Syndrome collectif inexpliqué : quand 17 personnes tombent malade par anxiété

Article Article

Une investigation menée par Santé publique France sur un épisode survenu en 2022 dans un foyer pour adultes autistes en Normandie met en lumière un phénomène encore sous-estimé : les syndromes collectifs inexpliqués (SCI), où des symptômes réels émergent sans cause organique identifiable.

Syndrome collectif inexpliqué : quand 17 personnes tombent malade par anxiété

© Midjourney x What's up Doc

17 personnes (8 résidents et 9 professionnels) ont présenté des symptômes entre le 14 et le 19 janvier 2022, au sein d’un foyer d’accueil médicalisé dans l’Orne. Les symptômes étaient principalement oculaires chez les résidents et plus diffus chez le personnel. Ces faits sont relatés dans une étude publiée par Santé publique France.

L’épisode s’est déroulé en trois phases successives, avec interventions des secours, évacuations puis fermeture temporaire de l’établissement. L’hypothèse d’une cause toxique ou environnementale a été rapidement explorée puis écartée : aucune anomalie n’a été retrouvée dans l’air, l’eau ou les installations techniques.

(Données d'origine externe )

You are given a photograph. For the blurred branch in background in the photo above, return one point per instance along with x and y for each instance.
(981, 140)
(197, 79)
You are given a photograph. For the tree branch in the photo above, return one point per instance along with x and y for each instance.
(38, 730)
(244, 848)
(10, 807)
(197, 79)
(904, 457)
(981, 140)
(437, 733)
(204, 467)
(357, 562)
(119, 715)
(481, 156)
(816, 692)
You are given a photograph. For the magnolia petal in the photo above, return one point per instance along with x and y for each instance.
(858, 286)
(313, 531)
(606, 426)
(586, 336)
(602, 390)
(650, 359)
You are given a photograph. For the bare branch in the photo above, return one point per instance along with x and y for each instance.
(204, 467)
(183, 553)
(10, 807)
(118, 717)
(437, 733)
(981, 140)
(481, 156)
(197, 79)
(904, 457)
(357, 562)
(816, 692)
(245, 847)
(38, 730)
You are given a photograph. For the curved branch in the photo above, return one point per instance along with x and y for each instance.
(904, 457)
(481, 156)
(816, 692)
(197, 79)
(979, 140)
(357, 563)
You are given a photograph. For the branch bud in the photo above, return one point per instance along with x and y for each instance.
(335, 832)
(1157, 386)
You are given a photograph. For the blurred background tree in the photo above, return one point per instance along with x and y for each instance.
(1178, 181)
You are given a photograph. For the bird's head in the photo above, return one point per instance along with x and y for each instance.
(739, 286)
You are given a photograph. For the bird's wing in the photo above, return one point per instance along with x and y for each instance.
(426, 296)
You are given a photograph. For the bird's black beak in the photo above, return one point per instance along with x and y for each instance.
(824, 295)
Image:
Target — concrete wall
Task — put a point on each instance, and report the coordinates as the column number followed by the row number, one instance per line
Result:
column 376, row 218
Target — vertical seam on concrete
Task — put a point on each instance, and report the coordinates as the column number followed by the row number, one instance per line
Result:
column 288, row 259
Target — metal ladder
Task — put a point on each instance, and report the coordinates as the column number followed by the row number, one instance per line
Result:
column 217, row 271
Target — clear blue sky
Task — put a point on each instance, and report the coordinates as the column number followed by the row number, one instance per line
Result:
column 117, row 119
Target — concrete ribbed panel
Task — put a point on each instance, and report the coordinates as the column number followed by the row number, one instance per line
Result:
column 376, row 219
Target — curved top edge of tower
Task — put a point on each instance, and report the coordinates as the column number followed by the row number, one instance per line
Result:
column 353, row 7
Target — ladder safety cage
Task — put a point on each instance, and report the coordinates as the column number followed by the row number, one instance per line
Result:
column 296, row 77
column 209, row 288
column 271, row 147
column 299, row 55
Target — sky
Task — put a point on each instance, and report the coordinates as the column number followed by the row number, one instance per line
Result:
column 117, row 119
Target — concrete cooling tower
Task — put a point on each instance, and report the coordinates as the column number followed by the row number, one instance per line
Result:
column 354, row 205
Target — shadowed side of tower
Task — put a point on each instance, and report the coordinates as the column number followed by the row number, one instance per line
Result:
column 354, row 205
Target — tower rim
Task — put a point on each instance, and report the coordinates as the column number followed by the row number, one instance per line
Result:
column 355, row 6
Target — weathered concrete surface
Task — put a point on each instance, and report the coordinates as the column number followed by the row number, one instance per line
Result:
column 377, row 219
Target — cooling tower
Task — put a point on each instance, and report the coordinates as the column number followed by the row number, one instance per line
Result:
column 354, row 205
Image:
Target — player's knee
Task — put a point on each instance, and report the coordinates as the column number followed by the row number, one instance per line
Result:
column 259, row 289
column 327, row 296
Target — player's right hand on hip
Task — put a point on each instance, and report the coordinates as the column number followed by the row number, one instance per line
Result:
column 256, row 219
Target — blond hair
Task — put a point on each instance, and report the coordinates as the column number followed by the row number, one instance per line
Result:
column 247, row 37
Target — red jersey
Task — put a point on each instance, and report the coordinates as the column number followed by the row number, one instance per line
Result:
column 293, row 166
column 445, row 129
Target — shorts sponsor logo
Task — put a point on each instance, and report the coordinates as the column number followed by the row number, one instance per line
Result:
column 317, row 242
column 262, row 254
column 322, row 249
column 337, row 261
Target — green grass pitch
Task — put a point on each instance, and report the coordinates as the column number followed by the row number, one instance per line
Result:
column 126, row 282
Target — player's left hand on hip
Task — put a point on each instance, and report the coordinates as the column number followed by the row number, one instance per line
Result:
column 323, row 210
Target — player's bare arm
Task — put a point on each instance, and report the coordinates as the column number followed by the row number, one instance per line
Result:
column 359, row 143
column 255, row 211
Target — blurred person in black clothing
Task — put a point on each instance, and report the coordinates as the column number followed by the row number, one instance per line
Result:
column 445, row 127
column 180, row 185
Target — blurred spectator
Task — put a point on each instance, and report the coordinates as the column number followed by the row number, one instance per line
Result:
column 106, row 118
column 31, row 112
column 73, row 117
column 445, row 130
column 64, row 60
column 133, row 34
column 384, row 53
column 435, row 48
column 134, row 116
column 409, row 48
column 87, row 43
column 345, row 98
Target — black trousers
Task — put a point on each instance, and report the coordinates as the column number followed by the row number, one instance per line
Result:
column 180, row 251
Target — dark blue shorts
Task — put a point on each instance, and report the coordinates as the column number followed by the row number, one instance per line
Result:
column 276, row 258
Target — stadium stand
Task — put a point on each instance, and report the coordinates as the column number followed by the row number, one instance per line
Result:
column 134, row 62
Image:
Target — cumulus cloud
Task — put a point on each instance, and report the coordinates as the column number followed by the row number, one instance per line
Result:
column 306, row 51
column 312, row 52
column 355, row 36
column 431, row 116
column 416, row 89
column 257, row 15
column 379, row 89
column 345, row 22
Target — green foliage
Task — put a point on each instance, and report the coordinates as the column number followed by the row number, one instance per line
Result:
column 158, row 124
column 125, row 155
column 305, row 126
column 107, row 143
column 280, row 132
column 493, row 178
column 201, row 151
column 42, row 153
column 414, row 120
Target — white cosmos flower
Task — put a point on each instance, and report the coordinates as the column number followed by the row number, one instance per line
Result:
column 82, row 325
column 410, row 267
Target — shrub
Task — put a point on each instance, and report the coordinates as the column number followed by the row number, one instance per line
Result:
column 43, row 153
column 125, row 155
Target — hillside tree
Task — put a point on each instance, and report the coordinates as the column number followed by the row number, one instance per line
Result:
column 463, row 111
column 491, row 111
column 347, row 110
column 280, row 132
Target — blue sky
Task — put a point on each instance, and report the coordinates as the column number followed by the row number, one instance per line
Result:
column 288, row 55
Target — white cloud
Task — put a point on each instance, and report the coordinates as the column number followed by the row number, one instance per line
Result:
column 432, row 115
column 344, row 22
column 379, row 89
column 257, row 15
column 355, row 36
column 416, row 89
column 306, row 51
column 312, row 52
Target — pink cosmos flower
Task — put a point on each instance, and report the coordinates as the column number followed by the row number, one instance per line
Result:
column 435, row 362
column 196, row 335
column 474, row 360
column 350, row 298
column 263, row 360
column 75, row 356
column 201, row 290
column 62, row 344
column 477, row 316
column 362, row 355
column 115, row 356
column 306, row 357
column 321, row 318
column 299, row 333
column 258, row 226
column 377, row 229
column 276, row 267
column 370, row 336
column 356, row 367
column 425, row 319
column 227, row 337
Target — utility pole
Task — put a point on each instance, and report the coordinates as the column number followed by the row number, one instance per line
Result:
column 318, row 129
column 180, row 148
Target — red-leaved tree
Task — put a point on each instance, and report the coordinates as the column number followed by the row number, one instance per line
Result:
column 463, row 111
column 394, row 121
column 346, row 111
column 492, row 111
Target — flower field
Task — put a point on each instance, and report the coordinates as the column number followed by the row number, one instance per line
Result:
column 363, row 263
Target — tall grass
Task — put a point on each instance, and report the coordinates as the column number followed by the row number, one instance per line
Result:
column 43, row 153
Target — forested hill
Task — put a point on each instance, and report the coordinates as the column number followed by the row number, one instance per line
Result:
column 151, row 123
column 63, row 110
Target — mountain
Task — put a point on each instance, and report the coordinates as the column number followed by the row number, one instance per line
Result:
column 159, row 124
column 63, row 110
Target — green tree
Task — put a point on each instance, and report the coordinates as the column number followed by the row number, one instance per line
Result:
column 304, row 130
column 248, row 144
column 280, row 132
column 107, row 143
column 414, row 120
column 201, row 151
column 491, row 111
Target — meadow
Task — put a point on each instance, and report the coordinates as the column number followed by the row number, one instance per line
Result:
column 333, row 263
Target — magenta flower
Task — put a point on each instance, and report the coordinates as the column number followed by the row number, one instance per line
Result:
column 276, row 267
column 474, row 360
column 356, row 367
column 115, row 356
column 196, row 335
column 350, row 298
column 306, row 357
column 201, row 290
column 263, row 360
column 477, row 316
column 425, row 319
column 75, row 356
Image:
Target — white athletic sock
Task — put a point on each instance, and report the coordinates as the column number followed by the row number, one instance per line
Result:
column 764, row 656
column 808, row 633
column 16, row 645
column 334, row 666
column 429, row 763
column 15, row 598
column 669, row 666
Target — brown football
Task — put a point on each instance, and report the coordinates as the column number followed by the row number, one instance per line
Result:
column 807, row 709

Selon Le Parisien, qui relate également cet épisode, les symptômes observés associaient « yeux rouges, maux de gorge, céphalées ou gêne respiratoire », avec deux hospitalisations en urgence et une fermeture préventive de l’unité concernée.

Deux tableaux cliniques distincts

L’un des points clés de l’analyse tient à la dissociation des symptômes.

Les résidents présentaient des signes objectivables — conjonctivites avec hyperhémie, œdèmes palpébraux ou écoulements — compatibles avec une origine infectieuse virale probable, bien que non confirmée biologiquement.

À l’inverse, les professionnels décrivaient des symptômes fonctionnels : picotements oculaires, céphalées, gêne respiratoire ou palpitations, non objectivés cliniquement et résolutifs à distance de l’exposition.

Cette divergence constitue un élément central du diagnostic de SCI.

Un mécanisme psychosomatique déclenché par l’incertitude

L’étude de Santé publique France conclut que l’épisode repose sur une combinaison de facteurs : un événement initial organique (probable épidémie virale de conjonctivite) suivi d’une propagation de symptômes fonctionnels liés à l’anxiété collective.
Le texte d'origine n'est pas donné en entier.